Nada mais simples: os consumidores devem gastar apenas o que podem e, se for necessário, adquirir novos hábitos. Isso significa que terão de ser mais racionais nos gastos e analisar quase a raio X as suas decisões.
Recorrer ao crédito fica só mesmo para quando necessário e nesses casos deve--se pagar no menor prazo possível. Raul Castanho, autor de um livro sobre gestão de finanças pessoais que será lançado no primeiro trimestre deste ano, aconselha os consumidores, sempre que possível, a pagarem as suas dívidas no mais curto espaço de tempo. "Com esta medida evitará pagar mais juros, dinheiro que pode ser utilizado para outros fins", diz ao i. Veja-se um exemplo. O autor refere que num empréstimo por um prazo de 20 anos, no valor de 100 mil euros, a taxa de juro anual de 4%, com pagamentos mensais e fixos, custaria ao consumidor 606 euros por mês. No entanto, se optasse por um prazo de 25 anos, já pagaria uma mensalidade de 528 euros, ou seja, menos 78 euros por mês. No entanto, no final do prazo, teria pago em juros 58% do empréstimo.
Consolidar créditos
Esta solução permite pagar mensalidades mais baixas, mas implica sempre pagar mais juros no final. Assim, antes de optar por esta modalidade deve fazer muito bem as contas para ver se compensa ou não. Ao consolidar, pode optar pelo crédito com ou sem hipoteca. No primeiro caso, pode conseguir um prazo mais alargado e uma taxa de juro inferior, no entanto, suporta custos iniciais mais elevados. No segundo caso, as despesas iniciais são menos pesadas e os montantes e o prazo inferiores. Não se esqueça que além dos juros que paga a mais tem de contar com os custos relacionados com a abertura do processo e com a penalização, caso opte pela amortização antecipada.

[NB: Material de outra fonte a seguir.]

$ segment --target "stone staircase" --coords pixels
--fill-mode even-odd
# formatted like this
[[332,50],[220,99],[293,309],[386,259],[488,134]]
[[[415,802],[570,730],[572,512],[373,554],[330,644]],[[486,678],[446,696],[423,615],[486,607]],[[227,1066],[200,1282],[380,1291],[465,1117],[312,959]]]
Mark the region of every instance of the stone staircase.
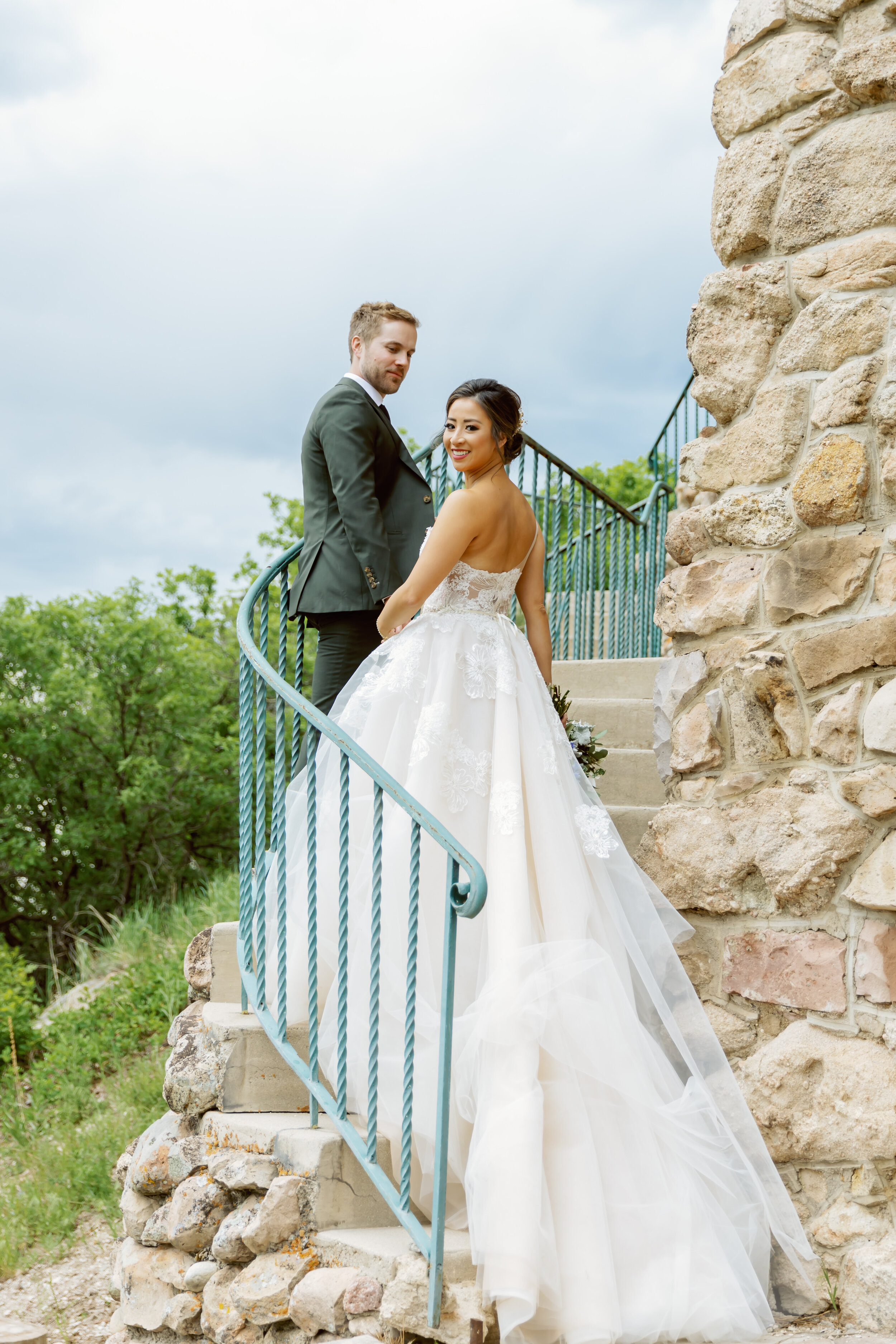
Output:
[[598,782],[614,825],[634,853],[666,801],[653,754],[653,681],[664,659],[582,659],[553,664],[553,680],[572,696],[574,719],[607,730],[607,771]]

Como estes factores encarecem o crédito, a Deco aconselha os consumidores a negociarem muito bem este processo, a questionarem sempre os custos inerentes e a tentarem uma redução ou uma isenção das comissões por amortização antecipada dos créditos.
Evitar a conta-ordenado
Nem todos os consumidores seguem o exemplo de Susana Freitas e é cada vez mais frequente os portugueses usarem e abusarem das conta-ordenado. A ideia de ter dois salários de uma vez pode parecer tentadora, mas o risco nem sempre compensa devido aos juros que é necessário pagar sempre que se recorre a este plafond extra.
Raul Castanho lembra que "é frequente os bancos cobrarem juros acima dos 20% ao ano pela utilização do descoberto em conta, além dos encargos mensais que é habitual cobrar nestas situações (despesas de expediente, comissão de gestão, entre outros), acrescentando, no entanto, "que uma coisa é utilizar esta modalidade de crédito pontualmente, num mês em que possa surgir um imprevisto, outra coisa é fazer da sua utilização uma regra".
Para o autor, em vez da lógica de "consumir hoje e pagar depois", os consumidores deveriam preferir "consumir hoje e pagar hoje, evitando suportar juros". Será possível? Raul Castanho diz que sim, basta usar alguns truques: reduzir a dívida gradualmente, todos os meses, até que a conta passe a ter sempre saldo, converter o descoberto num empréstimo bancário (uma vez que a taxa de juro deste último é mais acessível), e, se necessário, sacrificar o subsídio de férias ou de Natal para regularizar a situação de endividamento.
"De facto 8 mil euros em 40 anos não é muito. Porém, se em vez de em 40 anos pensar num ano, estamos a falar em evitar gastos de 200 euros anuais, com juros. Não seria bem melhor gastar este dinheiro em algo que lhe desse prazer?", questiona.
Não se esqueça que a aquisição de determinado tipo de produtos pode comprometer a saúde financeira da sua carteira, como é o caso de um carro, e, como tal, a racionalidade deveria reinar. Conseguir chegar a um equilíbrio entre emoção e razão é o desafio que se apresenta à maioria dos consumidores.
"Se os seus rendimentos não oferecem qualquer constrangimento nas suas opções, excelente. No entanto, se estes condicionarem as suas escolhas então certamente terá de ponderar a decisão a tomar: que carro comprar e qual o momento mais adequado para o fazer", conclui o autor.